Whether you call it the cross product or not is just semantics, but it does exist in terms of the exterior product.
It's difficult to find online, but it's constructed directly in Spivak. A quote:
"It is uncommon in mathematics to have a "product" that depends on more than two factors. In the case of two vectors v,w in R^3, we obtain a more conventional looking product, v X w in R^3. For this reason it is sometimes maintained that the cross product. can be defined only on R^3" - Calculus on Manifolds, pg.84
Most graduate students read this (or did five years ago).
> This is incorrect, if you read Spivak, you can define and (n-1)-ary product which generalizes the cross product. You give it (n-1) vectors and it gives you a vector orthogonal to all of them.
I never said the wedge was the only way to generalize the cross product, I just said the cross product itself wasn't general.
It's just semantics: what you call the generalized cross product, I call the cross product.
We used to think as negative numbers being a generalization of the integers, so that's some food for thought. I'm sure once quantum mechanics dominates solving eigenvalue problems will be a high-school level problem, so we'll end up having complex numbers losing their complexity. We don't call them "real" numbers outside of math circles anymore.

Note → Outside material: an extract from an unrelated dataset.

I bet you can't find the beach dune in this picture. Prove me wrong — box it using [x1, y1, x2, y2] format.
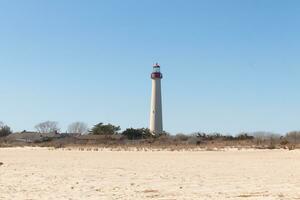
[0, 148, 300, 200]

To say that the cross product itself is a hack is a bit of a stretch though, it can easily be generalized and I think it's quite natural.
These words all change meaning over time, mathematical definitions change, old words are used to describe new objects and new words are used to describe old objects. I'm using the word integer with it's archaic meaning here for rhetorical effect, but I'm probably being too obtuse ;)
To clarify, we used to think of integers as just the natural numbers. Integer was a colloquial word meaning "whole, entire", so there was presumably a discussion about how negative numbers were whole or entire, though I vaguely remember this historical story. My point is just that at some point negative numbers were seen as a advanced extension of the natural numbers. Even zero was seen as an unnatural extension, which is why there is a confusion to this date as to whether "natural" numbers include zero.
Then again, with these conversations, the N < Z < Q < R < C... classification automatically pops in your mind if you did mathematics in last classes of high school (that's going to be a LOT of laypeople ! Of course, a lot of them, those that rarely encounter them, might then forget about this classification.)
And integers are still called "natural integers", and negative numbers are NOT called "natural" ?
You can write down Maxwell’s equations using the geometric algebra easily, and it will make them better! They will be obviously coordinate independent.
Pretty much anything with a cross product will be better written using geometric algebra.